Seeking new light in the argument, a study published in the British journal Genome Biology and Evolution, compares the genomes of 1,287 unrelated individuals who hail from eight Jewish and 74 non-Jewish populations.
Geneticist Eran Elhaik of the Johns Hopkins School of Public Health in Baltimore, Maryland, trawled through this small mountain of data in search of single changes in the DNA code that are linked to a group's geographical origins.
Such telltales have been used in past research to delve into the origins of the Basque people and the pygmy people of central Africa.
Among European Jews, Elhaik found ancestral signatures that pointed clearly to the Caucasus and also, but to a smaller degree, the Middle East.
The results, said Elhaik, give sound backing for the rival theory -- the "Khazarian Hypothesis."

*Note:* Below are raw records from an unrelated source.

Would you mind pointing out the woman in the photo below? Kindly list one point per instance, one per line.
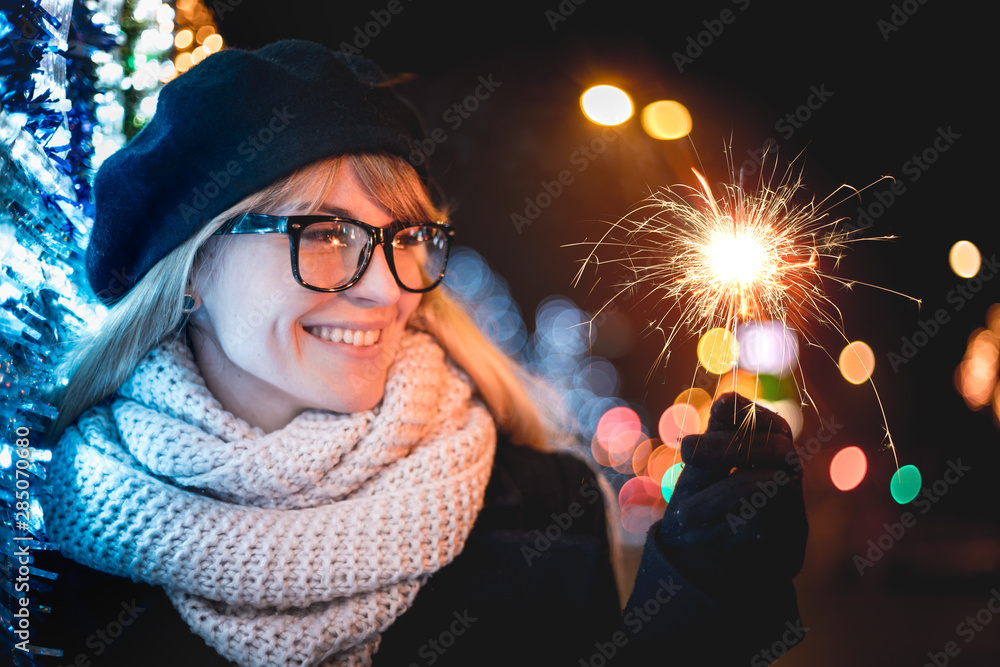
(287, 446)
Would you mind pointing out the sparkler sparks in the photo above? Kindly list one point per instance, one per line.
(718, 262)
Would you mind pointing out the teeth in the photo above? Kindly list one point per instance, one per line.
(346, 336)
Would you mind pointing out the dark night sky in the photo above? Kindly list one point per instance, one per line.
(891, 94)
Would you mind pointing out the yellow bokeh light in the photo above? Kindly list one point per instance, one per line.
(213, 43)
(606, 105)
(204, 32)
(666, 119)
(183, 62)
(717, 350)
(183, 39)
(965, 259)
(857, 361)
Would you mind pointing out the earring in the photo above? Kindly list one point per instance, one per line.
(191, 303)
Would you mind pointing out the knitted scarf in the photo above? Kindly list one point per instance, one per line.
(296, 547)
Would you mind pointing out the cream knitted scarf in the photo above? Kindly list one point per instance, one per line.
(297, 547)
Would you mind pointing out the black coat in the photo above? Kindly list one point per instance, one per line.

Under this concept, eastern European Jews descended from the Khazars, a hotchpotch of Turkic clans that settled the Caucasus in the early centuries AD and, influenced by Jews from Palestine, converted to Judaism in the 8th century.
The Judeo-Khazars built a flourishing empire, drawing in Jews from Mesopotamia and imperial Byzantium.
They became so successful that they sent offshoots into Hungary and Romania, planting the seeds of a great diaspora.
But Khazaria collapsed in the 13th century when it was attacked by the Mongols and became weakened by outbreaks of the Black Death.
The Judeo-Khazars fled westwards, settling in the rising Polish Kingdom and in Hungary, where their skills in finance, economics and politics were in demand, and eventually spread to central and western Europe, according to the "Khazarian Hypothesis."
"We conclude that the genome of European Jews is a tapestry of ancient populations including Judaised Khazars, Greco-Roman Jews, Mesopotamian Jews and Judeans," says Elhaik.
"Their population structure was formed in the Caucasus and the banks of the Volga, with roots stretching to Canaan and the banks of the Jordan."
Many things are unknown about the Khazars, whose tribal confederation gathered Slavs, Scythians, Hunnic-Bulgars, Iranians, Alans and Turks.
But, argues Elhaik, the tale sketched in the genes is backed by archaeological findings, by Jewish literature that describes the Khazars' conversion to Judaism, and by language, too.
"Yiddish, the language of Central and Eastern European Jews, began as a Slavic language" before being reclassified as High German, he notes.
Another pointer is that European Jews and their ancestral groups in the Caucasus and Middle East share a relatively high risk of diseases such as cystic fibrosis.
The investigation should help fine-tune a fast-expanding branch of genomics, which looks at single-change DNA mutations that are linked with inherited disease, adds Elhaik.